Indeed, the global condom market is dominated by a few major players – Trojan, Durex, Australian maker Ansell, and Japanese company Okamoto. Because latex is best used fresh, much manufacturing occurs in Malaysia, Thailand, or tropical countries with direct access to it, which has allowed these firms to establish a kind of latex cartel – and, Resnic says, to cling tight to their existing infrastructure. “They are locked into this tight-fitting rolled condom because their factories are set up with that equipment. To move to anything else is a very expensive proposition.”

The FDA and regulatory authorities, too, may be guilty of what McGlothlin terms “latex mentality.” “There’s a vested interest on the part of the government, including the Centers for Disease Control and Prevention, to make a statement that you have to use a latex condom,” says McGlothlin. “They have so much money invested in that public relations sound bite, it’s going to be very difficult, even with good data, to get anyone to back off that statement.”

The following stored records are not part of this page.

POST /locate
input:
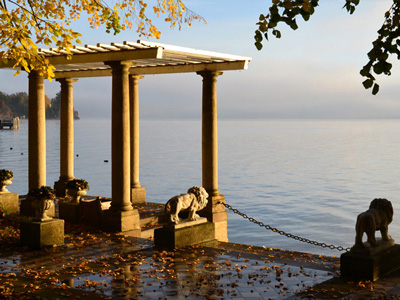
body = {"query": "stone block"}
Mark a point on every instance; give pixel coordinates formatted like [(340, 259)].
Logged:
[(363, 266), (9, 202), (138, 195), (91, 211), (69, 212), (60, 187), (26, 209), (120, 221), (38, 235), (185, 234)]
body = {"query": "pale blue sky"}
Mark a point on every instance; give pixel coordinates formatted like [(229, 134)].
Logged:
[(309, 73)]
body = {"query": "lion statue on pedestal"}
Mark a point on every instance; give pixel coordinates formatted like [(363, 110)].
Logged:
[(377, 217), (194, 200)]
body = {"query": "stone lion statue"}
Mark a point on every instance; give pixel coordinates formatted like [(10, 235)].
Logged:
[(377, 217), (194, 200)]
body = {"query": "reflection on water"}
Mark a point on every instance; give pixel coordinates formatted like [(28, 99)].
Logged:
[(309, 178)]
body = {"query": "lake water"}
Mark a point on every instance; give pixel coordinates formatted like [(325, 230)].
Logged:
[(309, 178)]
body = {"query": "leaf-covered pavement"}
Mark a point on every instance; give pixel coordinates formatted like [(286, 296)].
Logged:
[(97, 265)]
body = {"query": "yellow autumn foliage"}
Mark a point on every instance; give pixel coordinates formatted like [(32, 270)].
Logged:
[(25, 24)]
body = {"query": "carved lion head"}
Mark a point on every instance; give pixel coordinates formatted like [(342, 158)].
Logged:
[(200, 194), (384, 206)]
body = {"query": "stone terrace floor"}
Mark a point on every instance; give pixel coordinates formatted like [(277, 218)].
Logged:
[(97, 265)]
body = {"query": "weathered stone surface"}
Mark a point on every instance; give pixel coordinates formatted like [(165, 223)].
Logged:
[(9, 202), (371, 250), (38, 235), (91, 211), (359, 266), (69, 212), (119, 221), (174, 238), (60, 187), (138, 195), (194, 200), (27, 210)]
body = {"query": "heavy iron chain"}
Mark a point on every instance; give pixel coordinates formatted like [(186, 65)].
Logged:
[(281, 232)]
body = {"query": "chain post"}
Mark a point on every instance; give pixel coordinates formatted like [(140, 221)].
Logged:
[(281, 232)]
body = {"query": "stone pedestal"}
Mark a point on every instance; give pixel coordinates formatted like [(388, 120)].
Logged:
[(9, 202), (69, 212), (26, 209), (119, 221), (60, 188), (367, 264), (92, 210), (186, 233), (217, 214), (38, 235), (138, 195)]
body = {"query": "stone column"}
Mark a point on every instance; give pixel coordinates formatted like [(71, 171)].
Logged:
[(121, 216), (215, 213), (37, 131), (138, 192), (66, 135)]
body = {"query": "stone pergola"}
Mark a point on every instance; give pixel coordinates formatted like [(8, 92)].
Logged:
[(127, 62)]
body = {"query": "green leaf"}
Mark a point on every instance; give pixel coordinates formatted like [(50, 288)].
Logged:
[(293, 25), (375, 90), (277, 33), (368, 83), (258, 36), (364, 71)]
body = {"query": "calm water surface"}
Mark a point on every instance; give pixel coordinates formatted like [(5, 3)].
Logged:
[(309, 178)]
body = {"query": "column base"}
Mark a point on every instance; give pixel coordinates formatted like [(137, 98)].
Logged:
[(26, 209), (9, 202), (138, 195), (120, 221), (70, 212), (186, 233), (92, 211), (37, 235), (59, 186)]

All of which may go a long way toward explaining why, after centuries of trying, something as seemingly basic as a protective yet comfortable sheath for your junk is still such an elusive target. Then again, it doesn’t help that, for all the thinking we dudes do with our penis, sometimes we just can’t make up our minds. “I don’t think any one of the 11 is going to be the perfect condom that everyone is going to go and use,” says Frezieres. “It’s a hard question to answer, because for every man who wants a supersheer condom he can’t see and is invisible, there’s the man who wants a red neon condom that glows in the dark, and for every man who wants it superthin, there’s a man who wants it thick with ridges on it. People are looking for different things.”